P.arti de Marseille en octobre 2022 pour trois ans, son équipage, composé d’ingénieurs et autres biologistes, n’a pas vocation à ramasser tous les déchets. Avec un concept d’usine de poche qui tient dans un conteneur, il explique leur mission : « A chaque escale, essayez de convaincre acteurs locaux, entrepreneurs, institutionnels, habitants, etc., pour mettre en place des filières locales de traitement de ces déchets plastiques marins, économiquement viables. Les possibilités sont infinies pour ce plastique qui peut devenir des panneaux de construction, des meubles ou, par pyrolyse, servir de combustible.

Lors d'une escale à Dakar, au Sénégal, le 22 février 2023, Baptiste Lomenech (deuxième à gauche), du projet Plastic Odyssey, présente le fonctionnement du laboratoire de transformation des déchets utilisé à bord du bateau, en vue de favoriser le déploiement de ce "basse technologie" par des entrepreneurs locaux.  (SEYLLOU/AFP)

Collecter, trier, recycler… « C’est comme Sisyphe poussant son rocher vers le haut de la montagne avant de recommencer. » soulager Aurélien Strmsek, chef decollectes de déchets au sein du Fondation Surfrider. « Collecter, pas nettoyer », il insiste. Inventorier les déchets collectés sur les plages et le long des rivières contribue à « comprendre les sources de pollution pour réduire ces sources en priorité », il explique. Cette démarche a poussé Isabelle Poitou à créer l’Observatoire des déchets en milieux aquatiques en 2006.. C’est d’ailleurs cet objectif qui motive The Ocean Cleanup ou The Sea Cleaners. Mais à Surfrider Foundation, « nous considérons que commencer par le nettoyage« Si nous arrêtons d’abord le flux de plastique à usage unique, nous regardons le problème à l’envers. » REMARQUE Aurélien Strmsek.

Pour Laurent Lebreton, vouloir fermer le robinet n’interdit pas de continuer à éponger. Il défend des travaux utiles, qui ont permis d’agir sur la question des filets de pêche ou d’apporter des arguments scientifiques aux États, qui négocient actuellement les termes d’un traité sur le plastique. « C’est comme une bombe à retardementestime le scientifique, Plus nous attendons, plus les plastiques se dégradent dans l’environnement. »

À ceux qui pointent du doigt des missions inefficaces, voire contre-productives, Laurent Lebreton répond : « Ce sont tous des gros déchets qui ne deviendront pas des microplastiques, puis des nanoplastiques, dont on sait désormais combien il est difficile de les extraire. »

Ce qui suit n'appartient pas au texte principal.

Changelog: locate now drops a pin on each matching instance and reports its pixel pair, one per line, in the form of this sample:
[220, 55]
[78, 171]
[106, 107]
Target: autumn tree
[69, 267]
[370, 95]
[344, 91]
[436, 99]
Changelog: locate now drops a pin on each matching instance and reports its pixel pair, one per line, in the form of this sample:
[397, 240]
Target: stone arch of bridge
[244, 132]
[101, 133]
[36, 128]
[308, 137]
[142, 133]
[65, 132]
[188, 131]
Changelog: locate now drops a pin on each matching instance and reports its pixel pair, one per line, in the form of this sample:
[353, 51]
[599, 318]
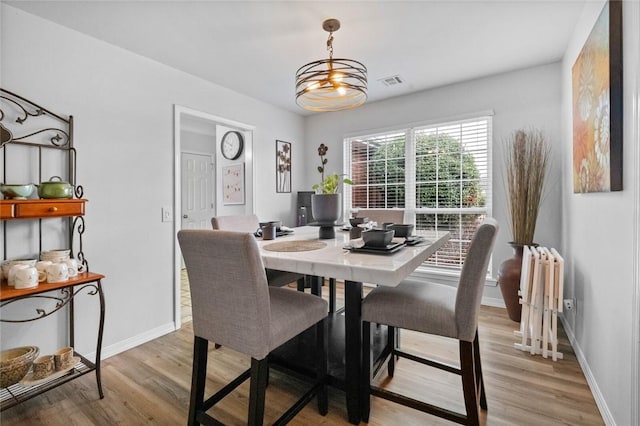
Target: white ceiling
[256, 47]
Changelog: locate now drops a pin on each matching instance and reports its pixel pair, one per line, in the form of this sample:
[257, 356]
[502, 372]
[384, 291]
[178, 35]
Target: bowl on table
[276, 223]
[402, 230]
[15, 363]
[355, 221]
[378, 237]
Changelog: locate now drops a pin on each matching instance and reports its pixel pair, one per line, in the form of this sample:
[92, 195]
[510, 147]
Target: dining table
[301, 250]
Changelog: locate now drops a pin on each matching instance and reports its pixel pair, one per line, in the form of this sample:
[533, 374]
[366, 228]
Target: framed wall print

« Les projets visant à nettoyer la pollution plastique marine se heurtent encore à un certain nombre de limites. » estime François Galgani, océanographe à l’Ifremer. « Seulement, les verrous se desserrent petit à petit. » Collecte et recyclage des déchets, « c’est la ruée vers l’or », » dit-il en citant un exemple chinois de collecte et de transformation à l’échelle industrielle.

« Jusqu’à l’année dernière, personne n’imaginait que nous pourrions avoir un réseau aussi structuré, créant des dizaines d’emplois », s’enthousiasme l’océanographe. Quant aux micro et nanoplastiques, ils font aujourd’hui l’objet d’abondantes recherches. Et de nouveaux espoirs.

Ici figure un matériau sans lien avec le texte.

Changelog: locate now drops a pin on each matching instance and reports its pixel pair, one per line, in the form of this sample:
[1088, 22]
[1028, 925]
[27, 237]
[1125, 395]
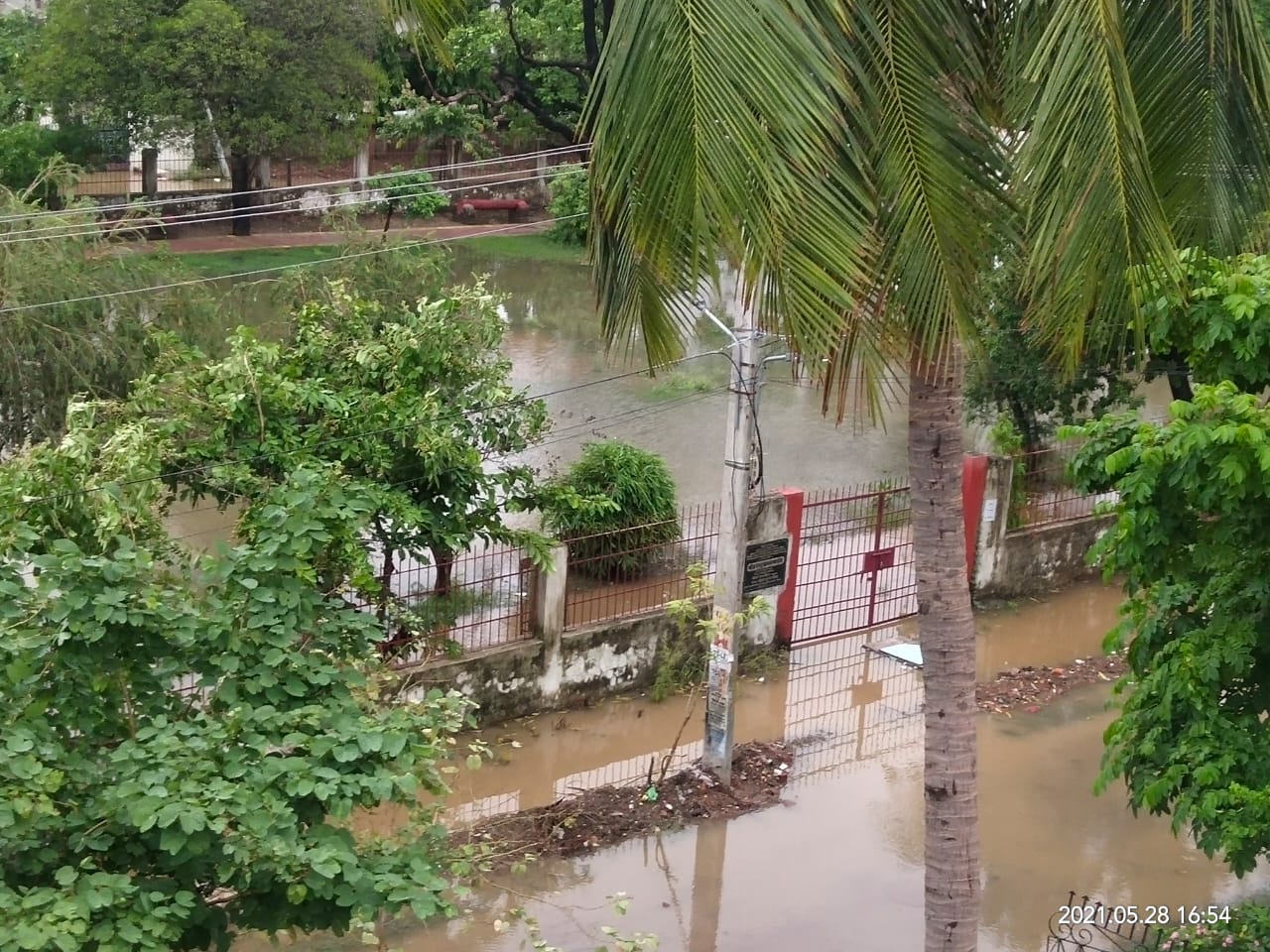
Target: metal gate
[855, 565]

Pour son « aimant microplastique », le jeune irlandais Fionn Ferreira a reçu le prix pour « Inventeurs européens de l’année » 2023, décerné par l’Office européen des brevets. L’étudiant avait déjà a remporté le concours Google Science Fair 2019, ainsi que 50 000 $ pour cette invention. Son objectif, expliquait-il alors, était de développer sa start-up en vue de lutter contre la pollution des océans à grande échelle. L’âge des rêves et du culot veut encore croire à la fin de « l’ère du plastique ».